Since we now live in the most rapidly changing period in human history, on all fronts (technology, science, medical, social mores, communications, transportation, interconnectivity, economic, gender identity, definition of family, information, etc.), and our increasing pace of change is likely to continues accelerating into the future. As a result, we’re now seeing things that aren’t supposed to happen beginning to happen more and more frequently.

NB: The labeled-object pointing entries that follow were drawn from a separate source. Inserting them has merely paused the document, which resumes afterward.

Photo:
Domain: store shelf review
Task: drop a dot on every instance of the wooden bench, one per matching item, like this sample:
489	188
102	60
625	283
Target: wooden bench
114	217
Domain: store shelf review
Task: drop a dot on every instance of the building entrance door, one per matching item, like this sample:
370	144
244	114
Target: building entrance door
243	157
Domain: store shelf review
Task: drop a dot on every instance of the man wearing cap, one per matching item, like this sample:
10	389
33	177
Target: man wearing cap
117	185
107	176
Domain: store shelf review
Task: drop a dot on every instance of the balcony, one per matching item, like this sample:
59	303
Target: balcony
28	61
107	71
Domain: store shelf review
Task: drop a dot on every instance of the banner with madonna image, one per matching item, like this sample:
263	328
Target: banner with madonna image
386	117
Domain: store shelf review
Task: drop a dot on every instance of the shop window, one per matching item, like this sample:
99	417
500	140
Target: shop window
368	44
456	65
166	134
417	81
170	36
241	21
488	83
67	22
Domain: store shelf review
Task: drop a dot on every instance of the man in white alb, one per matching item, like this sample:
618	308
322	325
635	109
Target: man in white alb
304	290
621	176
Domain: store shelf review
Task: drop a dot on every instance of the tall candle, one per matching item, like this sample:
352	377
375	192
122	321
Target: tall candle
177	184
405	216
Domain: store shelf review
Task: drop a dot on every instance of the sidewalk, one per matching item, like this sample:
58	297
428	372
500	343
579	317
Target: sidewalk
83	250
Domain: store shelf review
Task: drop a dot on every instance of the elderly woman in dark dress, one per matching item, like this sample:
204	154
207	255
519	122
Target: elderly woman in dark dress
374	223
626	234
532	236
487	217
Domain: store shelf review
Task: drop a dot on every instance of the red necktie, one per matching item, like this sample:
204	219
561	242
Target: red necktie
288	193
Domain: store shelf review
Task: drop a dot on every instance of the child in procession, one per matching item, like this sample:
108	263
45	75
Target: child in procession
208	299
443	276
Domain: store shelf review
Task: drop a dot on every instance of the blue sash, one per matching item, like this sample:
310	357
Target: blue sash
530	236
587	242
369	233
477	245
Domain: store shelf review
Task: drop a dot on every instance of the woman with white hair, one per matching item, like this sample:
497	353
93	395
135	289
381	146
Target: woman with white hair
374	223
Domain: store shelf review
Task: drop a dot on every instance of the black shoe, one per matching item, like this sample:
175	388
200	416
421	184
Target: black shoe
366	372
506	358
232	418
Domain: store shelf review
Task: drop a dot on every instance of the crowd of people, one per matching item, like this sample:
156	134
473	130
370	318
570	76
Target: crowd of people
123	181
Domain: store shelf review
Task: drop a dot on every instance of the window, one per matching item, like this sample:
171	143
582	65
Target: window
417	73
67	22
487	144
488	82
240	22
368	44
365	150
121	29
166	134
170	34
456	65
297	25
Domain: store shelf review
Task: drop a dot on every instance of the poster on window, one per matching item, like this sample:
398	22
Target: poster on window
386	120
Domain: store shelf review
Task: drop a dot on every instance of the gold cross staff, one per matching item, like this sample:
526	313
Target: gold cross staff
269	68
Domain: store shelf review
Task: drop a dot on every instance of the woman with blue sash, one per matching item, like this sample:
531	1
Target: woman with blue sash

The accelerating pace of worldwide change, and increasing interconnectedness of the world, insures we’re going to see more and bigger risks, and more and bigger opportunities hurtling toward us faster and faster in the future. Recent examples include the 2008 global financial crisis, the BP oil spill, JP Morgan “London Whale” multi-billion trading losses, the Asian tsunami and Fukushima disaster of December 2004, Toyota’s unintended acceleration scandal, Takata airbag scandal, Volkswagen emissions control computer scandal, The Arab Spring and BREXIT.

Our traditional ways of dealing with risk in indirect, passive, situational and/or reactive ways just don’t work as well as they used to. We’ve crossed a critical inflection point where what’s now needed in our rapidly changing, less certain, higher volatility world is that we address risk in a new, direct, proactive, and comprehensive way. A method that’s based on a deep knowledge and thorough understanding of the true nature of risks, and full commitment to advance preparation for the risks we all face. 

We know that risks will occur, we just don’t know when. Therefore, we have the choice to directly and actively manage the risks we all face or suffer the consequences of those risks controlling us. It’s just the manifestation of the classic requirement of the second law of thermodynamics (entropy) we reviewed earlier. To avoid things breaking down, not working or risks controlling us, we must invest additional work, energy, effort and preparation into the system.

E. Recognize, Understand And Prepare For The Two Broadest Categories Of Risk?

External Risks:

Although when we think about risk we almost always focus our attention on all types of “External Risk(s)” There’s another high level category of Risk that we talk about a great deal, but don’t actually do much about.

Internal Risks:

This especially insidious form of risk can cause us as much or even more harm, and it needs a great deal more attention… That category is internal risk or risk/reward decision-making risk. It’s an especially challenging form of risk because of the many behavioral biases, heuristics, perception reality gaps, assumptions, misperceptions and ingrained decision-making flaws we all naturally carry with us. Although it should be more preventable, these missteps can be especially problematic because our innate “brain bugs” make it extremely easy to unconsciously act against our own best interests.